Mental Health
Poor Sleep Increases Likelihood for Nursing Home Care
Getting a full night's sleep could have more extra benefits than you feeling refreshed.
A new study has suggested that getting good-quality sleep could help elderly people stay out of nursing homes.
Researchers studies the sleep quality of nearly 1,700 women with an average age of 83, and tracked how many were admitted to nursing homes within five years, and according to lead author Adam Spira, sleep disturbances are common in older people.

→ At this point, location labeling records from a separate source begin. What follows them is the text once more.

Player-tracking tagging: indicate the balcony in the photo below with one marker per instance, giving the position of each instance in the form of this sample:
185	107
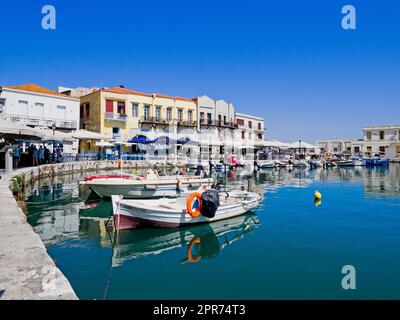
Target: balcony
167	121
186	123
111	116
218	123
43	121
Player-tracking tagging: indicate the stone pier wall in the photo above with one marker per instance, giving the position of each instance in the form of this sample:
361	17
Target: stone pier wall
26	269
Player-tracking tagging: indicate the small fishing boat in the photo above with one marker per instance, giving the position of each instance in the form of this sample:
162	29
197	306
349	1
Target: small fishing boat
315	164
149	186
269	164
130	214
358	162
345	163
300	164
376	162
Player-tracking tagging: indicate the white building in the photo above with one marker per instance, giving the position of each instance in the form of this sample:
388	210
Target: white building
250	133
216	126
33	105
383	140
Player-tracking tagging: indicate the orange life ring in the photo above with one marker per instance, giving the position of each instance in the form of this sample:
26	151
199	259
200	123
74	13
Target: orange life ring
196	258
196	212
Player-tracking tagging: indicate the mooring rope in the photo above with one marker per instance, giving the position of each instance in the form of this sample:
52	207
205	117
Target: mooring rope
54	200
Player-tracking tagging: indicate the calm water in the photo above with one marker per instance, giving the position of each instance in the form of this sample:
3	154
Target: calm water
289	247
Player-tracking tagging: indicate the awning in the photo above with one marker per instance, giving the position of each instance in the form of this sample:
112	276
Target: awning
83	134
143	140
13	130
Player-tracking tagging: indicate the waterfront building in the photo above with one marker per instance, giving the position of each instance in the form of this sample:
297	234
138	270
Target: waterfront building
122	114
216	127
382	140
250	134
32	105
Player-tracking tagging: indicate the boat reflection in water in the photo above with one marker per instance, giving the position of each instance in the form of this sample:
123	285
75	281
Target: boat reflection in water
203	241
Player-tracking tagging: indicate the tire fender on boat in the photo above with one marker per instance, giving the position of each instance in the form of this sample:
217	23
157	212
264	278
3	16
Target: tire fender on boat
191	258
196	212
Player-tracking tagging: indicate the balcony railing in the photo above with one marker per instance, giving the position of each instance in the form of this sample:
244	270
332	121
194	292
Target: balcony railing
111	116
218	123
168	121
42	121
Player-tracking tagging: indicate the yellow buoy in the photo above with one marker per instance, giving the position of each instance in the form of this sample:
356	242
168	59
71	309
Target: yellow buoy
317	195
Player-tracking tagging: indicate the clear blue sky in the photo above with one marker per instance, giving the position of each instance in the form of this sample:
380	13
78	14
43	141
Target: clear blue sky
288	61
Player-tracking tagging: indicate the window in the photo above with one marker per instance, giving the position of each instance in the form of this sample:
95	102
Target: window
208	118
38	110
22	108
169	114
146	112
2	104
121	107
135	110
109	106
158	112
87	110
201	117
61	112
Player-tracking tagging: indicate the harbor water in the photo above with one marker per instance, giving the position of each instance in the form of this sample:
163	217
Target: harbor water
291	247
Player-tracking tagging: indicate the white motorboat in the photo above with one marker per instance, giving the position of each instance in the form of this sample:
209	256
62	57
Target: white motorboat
167	212
150	186
300	164
268	164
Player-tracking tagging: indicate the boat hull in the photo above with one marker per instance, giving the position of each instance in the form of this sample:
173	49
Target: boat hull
130	215
150	189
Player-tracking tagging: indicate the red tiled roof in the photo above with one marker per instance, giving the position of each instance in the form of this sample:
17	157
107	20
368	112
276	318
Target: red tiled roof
35	88
158	95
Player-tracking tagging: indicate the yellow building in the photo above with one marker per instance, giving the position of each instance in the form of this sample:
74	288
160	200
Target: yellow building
122	114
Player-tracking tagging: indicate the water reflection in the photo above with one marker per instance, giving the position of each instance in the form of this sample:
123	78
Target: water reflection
202	241
58	209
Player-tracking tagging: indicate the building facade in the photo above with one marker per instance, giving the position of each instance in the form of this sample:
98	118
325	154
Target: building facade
123	114
381	141
34	106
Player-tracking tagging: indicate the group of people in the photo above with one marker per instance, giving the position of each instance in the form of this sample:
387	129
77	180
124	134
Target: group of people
37	156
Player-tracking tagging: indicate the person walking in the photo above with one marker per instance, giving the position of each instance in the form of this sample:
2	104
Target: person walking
34	156
46	155
16	156
41	155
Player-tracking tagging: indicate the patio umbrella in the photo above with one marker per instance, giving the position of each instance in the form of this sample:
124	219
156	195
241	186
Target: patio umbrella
13	130
83	134
141	139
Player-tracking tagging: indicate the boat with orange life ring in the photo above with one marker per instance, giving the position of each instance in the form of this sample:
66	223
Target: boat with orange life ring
172	212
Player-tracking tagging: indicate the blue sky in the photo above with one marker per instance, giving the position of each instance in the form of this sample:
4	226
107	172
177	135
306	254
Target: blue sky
288	61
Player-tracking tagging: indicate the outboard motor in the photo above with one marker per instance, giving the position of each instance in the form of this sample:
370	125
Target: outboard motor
209	203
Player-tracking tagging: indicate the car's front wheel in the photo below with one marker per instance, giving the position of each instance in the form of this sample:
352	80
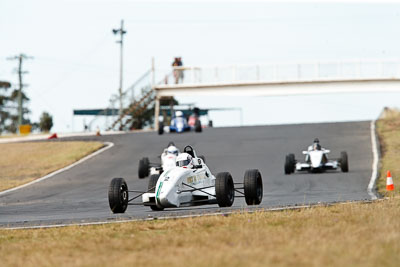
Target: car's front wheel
224	189
253	187
118	195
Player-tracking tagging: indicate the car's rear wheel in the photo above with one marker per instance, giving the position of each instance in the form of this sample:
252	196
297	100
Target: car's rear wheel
290	164
224	189
292	160
152	189
344	162
253	187
118	195
143	169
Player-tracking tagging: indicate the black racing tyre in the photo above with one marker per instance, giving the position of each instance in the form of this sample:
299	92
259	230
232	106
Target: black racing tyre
253	188
197	126
151	187
152	183
118	195
344	162
203	158
160	128
143	169
224	189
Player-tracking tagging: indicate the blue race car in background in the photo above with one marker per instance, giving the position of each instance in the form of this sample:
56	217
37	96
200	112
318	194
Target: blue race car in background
179	124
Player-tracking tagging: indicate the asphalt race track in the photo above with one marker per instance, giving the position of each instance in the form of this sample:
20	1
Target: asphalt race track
80	194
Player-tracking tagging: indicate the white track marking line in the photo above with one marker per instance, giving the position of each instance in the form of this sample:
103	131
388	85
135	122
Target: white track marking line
374	175
108	145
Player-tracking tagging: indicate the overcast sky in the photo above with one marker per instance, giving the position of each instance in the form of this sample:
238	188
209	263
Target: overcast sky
76	61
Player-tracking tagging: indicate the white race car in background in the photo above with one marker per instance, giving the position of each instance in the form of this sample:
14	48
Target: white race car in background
316	160
188	186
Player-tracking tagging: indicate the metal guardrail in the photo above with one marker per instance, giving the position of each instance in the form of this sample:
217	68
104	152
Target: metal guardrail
281	72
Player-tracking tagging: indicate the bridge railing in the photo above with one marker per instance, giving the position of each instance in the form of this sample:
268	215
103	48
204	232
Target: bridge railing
281	72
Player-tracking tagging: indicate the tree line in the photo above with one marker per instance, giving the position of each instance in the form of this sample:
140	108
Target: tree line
9	111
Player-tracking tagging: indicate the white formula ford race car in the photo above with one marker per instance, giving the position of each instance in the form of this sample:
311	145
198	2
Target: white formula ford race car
168	161
189	183
316	160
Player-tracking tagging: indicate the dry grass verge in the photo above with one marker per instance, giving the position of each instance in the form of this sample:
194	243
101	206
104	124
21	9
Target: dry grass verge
21	163
388	128
342	235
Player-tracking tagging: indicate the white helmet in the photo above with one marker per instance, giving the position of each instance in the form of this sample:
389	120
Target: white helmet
184	160
172	150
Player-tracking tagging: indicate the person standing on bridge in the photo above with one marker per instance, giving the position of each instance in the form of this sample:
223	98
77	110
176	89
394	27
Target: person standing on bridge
178	73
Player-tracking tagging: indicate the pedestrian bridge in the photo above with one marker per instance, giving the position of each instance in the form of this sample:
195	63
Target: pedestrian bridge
285	79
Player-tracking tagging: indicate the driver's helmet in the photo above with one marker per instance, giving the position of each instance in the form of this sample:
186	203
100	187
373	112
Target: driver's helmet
184	160
172	150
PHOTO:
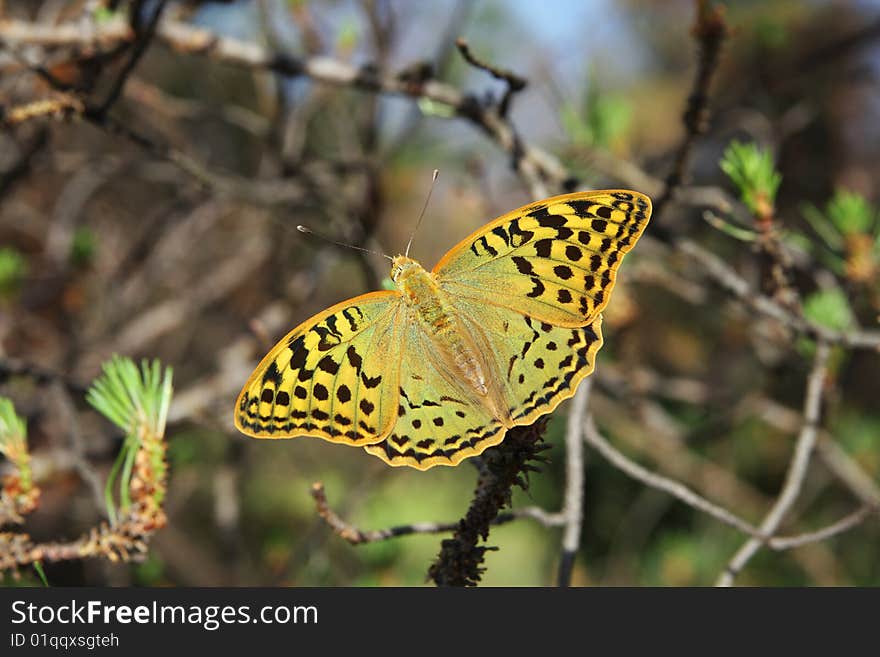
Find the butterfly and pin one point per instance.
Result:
(501, 331)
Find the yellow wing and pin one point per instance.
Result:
(555, 260)
(335, 376)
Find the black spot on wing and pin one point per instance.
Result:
(522, 265)
(500, 232)
(272, 374)
(538, 288)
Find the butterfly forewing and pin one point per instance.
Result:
(334, 376)
(526, 291)
(555, 260)
(538, 365)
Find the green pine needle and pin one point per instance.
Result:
(137, 401)
(13, 440)
(752, 170)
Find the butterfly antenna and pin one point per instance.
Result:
(422, 215)
(309, 231)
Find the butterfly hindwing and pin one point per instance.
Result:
(334, 376)
(555, 260)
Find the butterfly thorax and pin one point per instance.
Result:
(431, 307)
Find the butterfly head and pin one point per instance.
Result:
(402, 268)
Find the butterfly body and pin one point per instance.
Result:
(430, 306)
(497, 334)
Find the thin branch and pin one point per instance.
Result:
(797, 470)
(844, 524)
(143, 38)
(739, 287)
(710, 31)
(667, 485)
(514, 82)
(573, 508)
(356, 536)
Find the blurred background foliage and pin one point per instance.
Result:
(106, 249)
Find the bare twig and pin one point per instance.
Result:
(514, 82)
(844, 524)
(654, 480)
(797, 468)
(357, 536)
(573, 509)
(709, 30)
(143, 38)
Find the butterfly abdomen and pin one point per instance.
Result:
(433, 311)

"Our results show that in community-dwelling older women, more fragmented sleep is associated with a greater risk of being placed in a nursing home or in a personal-care home," Spira said. "We found that, compared to women with the least fragmented sleep, those who spent the most time awake after first falling asleep had about three times the odds of placement in a nursing home."
The study was published in the July issue of the Journal of the American Geriatrics Society.
Previous research has linked disturbed sleep in older adults with disability, reduced mobility and difficulty doing daily activities, the authors noted in the news release. The new study adds to this knowledge.
"Greater sleep fragmentation is associated with greater risk of placement in a nursing home or personal-care home five years later after accounting for a number of potential confounders," study senior author Dr. Kristine Yaffe, professor of psychiatry, neurology, and epidemiology and biostatistics at the University of California, San Francisco, said in the news release.
Although the study found an association between sleep quality and nursing-home admission, it did not prove a cause-and-effect relationship.